Read The Children's Hour Online

Authors: Marcia Willett

The Children's Hour (21 page)

Mina comforts her. ‘Georgie will keep an eye,' she tells her, ‘and there are friends of mine who will help them out if they have problems.'

Lydia is content to believe her; Josie and Henrietta have worn her down during the last years of the war and she is delighted to have Mina home again. They settle down peacefully together to long periods of quiet, only enlivened when Nest and Timmie come home for the school holidays. For these two it seems that the old, happy days have returned. Soon they grow out of their make-believe games and begin to explore further afield than their beloved cleave: walking inland over the moor; cycling along the coastal road to Countisbury, shouting with excitement as they free-wheel
down the steep slopes, groaning as they trudge up the hills, bent double over their handlebars. They go to the tiny village of Oare and explore the church, where Lorna Doone came to be married to John Ridd, and stand together at the altar where Lorna was shot down by the villainous Carver Doone. They descend from the wild, wind-blown coast road to the sudden, sheltering peace of wooded valleys and eat their picnic on the banks of the East Lyn or on a sunny, heather-covered slope, watching stonechats and whinchats flitting above the rounded grey stones. The only place forbidden to them is the wild, peaty bog-land called the Chains where, because of the pan of iron just below the surface, it is wet even in high summer and unwary walkers can sink up to their knees between the coarse tussocks of grass.

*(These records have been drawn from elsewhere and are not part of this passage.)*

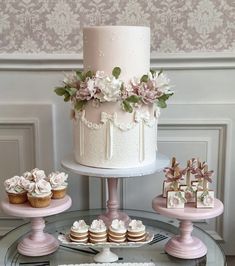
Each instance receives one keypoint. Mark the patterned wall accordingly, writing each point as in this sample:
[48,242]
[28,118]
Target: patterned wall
[177,26]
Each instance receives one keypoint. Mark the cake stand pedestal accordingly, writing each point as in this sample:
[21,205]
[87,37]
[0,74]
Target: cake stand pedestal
[184,245]
[112,176]
[37,243]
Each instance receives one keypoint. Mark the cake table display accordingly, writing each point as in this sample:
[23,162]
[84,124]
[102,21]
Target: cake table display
[112,176]
[37,243]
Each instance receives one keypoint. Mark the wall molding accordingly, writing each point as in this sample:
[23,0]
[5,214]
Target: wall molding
[73,61]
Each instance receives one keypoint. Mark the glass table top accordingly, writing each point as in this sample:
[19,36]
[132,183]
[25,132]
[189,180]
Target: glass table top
[163,229]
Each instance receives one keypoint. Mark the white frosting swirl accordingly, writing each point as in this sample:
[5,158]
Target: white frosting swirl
[38,174]
[41,188]
[136,225]
[28,175]
[80,226]
[98,226]
[14,184]
[118,226]
[58,180]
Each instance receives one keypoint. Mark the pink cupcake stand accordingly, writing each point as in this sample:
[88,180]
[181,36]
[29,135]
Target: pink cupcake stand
[37,243]
[112,176]
[185,245]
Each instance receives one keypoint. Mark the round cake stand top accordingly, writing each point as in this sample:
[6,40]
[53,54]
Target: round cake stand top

Timmie, it seems, is destined for the army; he has all the eager zest for exploration and adventure that so defined his godfather, and Nest, watching him grow strong and tall, is filled, in turn, by pride and fear.

‘Does he have to be a soldier?' she asks Mama one morning just before a new term. Mina has driven Timmie to the barber in Combe Martin – ‘Off to Sweedlepipe,' she says. ‘Must get that hair cut!' – and she and Mama are alone. ‘Supposing there's another war?'

Mama's eyes look beyond her – as they so often do these days – to a far-off summer afternoon when she once stood in the hall, smiling at Timothy, holding his hand as he said, ‘I apologize for arriving unannounced . . .'.

‘Mama?' says Nest questioningly – and Mama, returning to the present, takes a quick breath and touches her lightly on the cheek.

‘There is nothing we can do, my darling,' she says gently. ‘He would be unhappy doing anything else.'

Mina understands how she is suffering, and tries to
comfort her, but Nest returns to school knowing that there are very few holidays left that she and Timmie will share.

In the autumn of 1951 Timmie goes to Sandhurst and Nest embarks on her last year at school. Now, with Nest at seventeen and Mina at twenty-eight, the two sisters are closer than they've ever been. Lydia seems to have withdrawn to those bygone years of the thirties; she drifts, happily vague, content with gardening or reading, quite ready for a little outing, with Mina at the wheel of the small Austin. Occasionally, Georgie visits with baby Helena, or Josie and Henrietta descend. Josie is now engaged to a young nuclear scientist and, since she no longer is a threat, Henrietta and she have become rather closer. Henrietta continues to play the field. Glamorous, amusing, confident, she has plenty of admirers but no special one. Despite her air of elegant sophistication she can be wickedly, cruelly funny and she makes Nest and Mina laugh until they cry, with her naughty imitations of Georgie's Tom and Josie's Alec.

‘Too yawn-making for words,' she says, wrinkling her nose after one such performance. ‘Tom is only interested in the National Debt and Alec is bored by anything that isn't in a test tube. He makes a point of despising normal people. He's only happy in a laboratory. Poor old Josie. They might be off to America, did she tell you?'

Nest is fascinated by her beautiful, modern, older sister and is beginning to think that it will be fun, when she leaves school, to go to London and try her wings. Yet Henrietta has none of the deep-down stability of Mina, nor the shared love of books and language, and it is still with Mina that Nest feels happiest. Henrietta has a febrile quality, a quick-witted lack of tolerance that means that those who are caught in her spell must be continually on their toes so as to stay in favour. During the Christmas holidays, with time to spend
with her younger sister, Henrietta senses future competition and she is quick to lay the foundation for any developing relationship.

‘Do you really think that all that hair hanging down your back suits you? Makes you look peaky,
I
think. Perhaps a perm would liven it up,' and, ‘Goodness, I forget how behind the times you are down here. I hope you won't wear those frumpy clothes when you come to London. I know rationing's been grim and Utility's ghastly, but even so . . .'

By the time Henrietta has gone, Nest feels faintly breathless and quite inadequate. She anxiously inspects her meagre wardrobe and bunches her hair about her head, peering at herself in the glass.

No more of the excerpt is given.